Order Management System (OMS)

Event-driven trading OMS with modular microservices and real-time market data

  • Java 21
  • Spring Boot
  • Kafka
  • Avro
  • Docker
  • JMeter
  • Grafana

A long-running flagship project: a modular, event-driven Order Management System designed for capital markets. It simulates the full trade lifecycle — from order intake and risk checks to matching, trade generation, and reporting — while integrating real-time market data streams.

Goals and Motivation

The motivation behind this project was to deepen my expertise in backend architecture for trading systems and to build a realistic, production-grade platform that demonstrates:

  • Event-driven design principles
  • Modular service boundaries
  • Real-time data integration
  • Extensibility for future enhancements (e.g., Rust modules, Kubernetes scaling)
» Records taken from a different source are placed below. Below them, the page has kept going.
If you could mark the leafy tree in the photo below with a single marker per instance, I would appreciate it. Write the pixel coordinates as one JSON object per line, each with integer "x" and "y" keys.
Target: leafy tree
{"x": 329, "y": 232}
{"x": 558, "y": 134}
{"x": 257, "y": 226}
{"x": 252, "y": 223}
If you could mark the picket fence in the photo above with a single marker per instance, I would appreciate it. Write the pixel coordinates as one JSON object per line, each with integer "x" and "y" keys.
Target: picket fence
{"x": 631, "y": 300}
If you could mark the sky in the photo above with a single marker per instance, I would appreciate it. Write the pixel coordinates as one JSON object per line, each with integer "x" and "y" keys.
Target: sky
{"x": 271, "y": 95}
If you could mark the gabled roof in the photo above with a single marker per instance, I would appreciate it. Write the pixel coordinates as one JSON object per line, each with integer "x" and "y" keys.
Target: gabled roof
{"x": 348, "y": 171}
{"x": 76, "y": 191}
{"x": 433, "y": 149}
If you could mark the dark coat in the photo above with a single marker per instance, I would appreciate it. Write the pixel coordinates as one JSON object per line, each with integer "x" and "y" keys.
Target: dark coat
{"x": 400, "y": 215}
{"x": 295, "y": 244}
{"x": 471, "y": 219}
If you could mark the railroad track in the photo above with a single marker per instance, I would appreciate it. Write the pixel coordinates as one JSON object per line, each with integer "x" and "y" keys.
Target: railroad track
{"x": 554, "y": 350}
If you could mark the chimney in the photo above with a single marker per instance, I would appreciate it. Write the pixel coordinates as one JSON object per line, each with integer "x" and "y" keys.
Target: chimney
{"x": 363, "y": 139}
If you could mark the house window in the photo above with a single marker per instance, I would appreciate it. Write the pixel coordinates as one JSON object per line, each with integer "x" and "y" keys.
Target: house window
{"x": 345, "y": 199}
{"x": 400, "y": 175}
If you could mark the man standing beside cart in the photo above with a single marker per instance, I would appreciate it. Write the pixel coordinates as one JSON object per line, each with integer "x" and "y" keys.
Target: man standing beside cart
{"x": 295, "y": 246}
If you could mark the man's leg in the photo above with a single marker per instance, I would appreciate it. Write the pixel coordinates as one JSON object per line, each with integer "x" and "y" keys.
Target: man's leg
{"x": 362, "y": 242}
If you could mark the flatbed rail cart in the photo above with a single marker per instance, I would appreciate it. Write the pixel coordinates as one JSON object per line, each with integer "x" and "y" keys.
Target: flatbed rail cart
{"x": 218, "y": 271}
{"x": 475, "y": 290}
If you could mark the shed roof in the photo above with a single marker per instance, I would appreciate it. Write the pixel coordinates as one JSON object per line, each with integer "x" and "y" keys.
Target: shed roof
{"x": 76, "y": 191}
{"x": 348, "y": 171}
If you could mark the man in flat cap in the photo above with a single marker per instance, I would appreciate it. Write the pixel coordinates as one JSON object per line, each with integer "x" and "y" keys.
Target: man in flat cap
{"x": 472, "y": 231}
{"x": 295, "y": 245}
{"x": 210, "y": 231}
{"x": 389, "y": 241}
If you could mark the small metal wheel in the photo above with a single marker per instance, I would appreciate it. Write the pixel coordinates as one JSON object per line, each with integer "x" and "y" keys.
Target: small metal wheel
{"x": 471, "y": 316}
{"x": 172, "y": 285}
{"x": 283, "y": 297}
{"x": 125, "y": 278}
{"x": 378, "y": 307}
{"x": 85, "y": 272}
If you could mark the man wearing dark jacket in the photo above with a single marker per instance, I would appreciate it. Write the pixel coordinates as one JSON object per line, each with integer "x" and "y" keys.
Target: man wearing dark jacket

It also serves as a portfolio anchor, showcasing my ability to design, implement, and document complex distributed systems with recruiter-ready clarity.

System Architecture

The OMS is composed of five core services, each containerized and orchestrated with Docker Compose:

  • Order Service
    Handles order intake via REST (/api/orders), validates payloads, and publishes to the orders Kafka topic.

  • Risk Service
    Consumes both orders and quotes topics. Performs pre-trade risk checks (e.g., price bands, quantity limits) using the latest market data before forwarding valid orders.

  • Matching Engine
    Maintains an in-memory order book, consumes validated orders, and generates trades by matching buy/sell orders. Publishes trades to the trades topic.

  • Core Service
    Persists orders and trades to storage, provides reporting endpoints, and simulates downstream integration with clearing/settlement systems.

  • Market Data Service
    Streams synthetic or replayed quotes into the quotes topic. Provides optional REST snapshots (/api/quotes) for debugging and validation.

Kafka Topics and Schemas

  • quotes → symbol, bid/ask, last price, timestamp
  • orders → orderId, symbol, side, quantity, price, tif, timestamp
  • trades → tradeId, orderIds, symbol, quantity, price, timestamp

All messages use Avro schemas with schema evolution support for forward/backward compatibility.

Key Features

  • 🧩 Microservice modularity: Clear separation of concerns across order, risk, matching, core, and market data services.
  • 🔄 Event-driven architecture: Kafka as the backbone for asynchronous, decoupled communication.
  • 🐳 Containerized deployment: Docker Compose orchestrates infra (Kafka, Schema Registry, Grafana) and services with shared networks and startup sequencing.
  • 📡 Market data integration: Real-time quotes drive risk checks and matching logic, simulating real-world trading conditions.
  • 🛡️ Risk validation: Pre-trade checks ensure only valid orders reach the matching engine.
  • Matching engine: Implements price-time priority matching with trade generation.
  • 🗄️ Persistence and reporting: Core service stores trades and provides reporting APIs.
  • 📖 Documentation-first approach: Architecture diagrams, setup instructions, and benchmarking workflows included.
  • 🛠️ Clean design principles: DTO layering, MapStruct mapping, and separation of concerns for maintainability.

Development and Setup

  • Languages & Frameworks: Java 21, Spring Boot, Maven multi-module project.
  • Messaging: Kafka with Avro schemas and Schema Registry.
  • Infrastructure: Docker Compose for infra + services, with environment-specific application-docker.properties.
  • Monitoring: Grafana dashboards for JVM metrics, Kafka lag, and throughput.
  • Testing & Benchmarking: JMeter for load generation; synthetic quote generator for market data.

Lessons Learned

  • Event-driven design: Learned to balance modularity with reliability in distributed systems.
  • Schema evolution: Gained practical experience with Avro and the importance of compatibility in cross-service communication.
  • Real-time data pipelines: Understood how market data feeds drive risk and matching logic in trading systems.
  • Infrastructure orchestration: Containerizing and sequencing multi-service environments taught me resilience and debugging across OSes.
  • Documentation as a skill: Writing recruiter-ready docs and diagrams sharpened my ability to present complex systems clearly.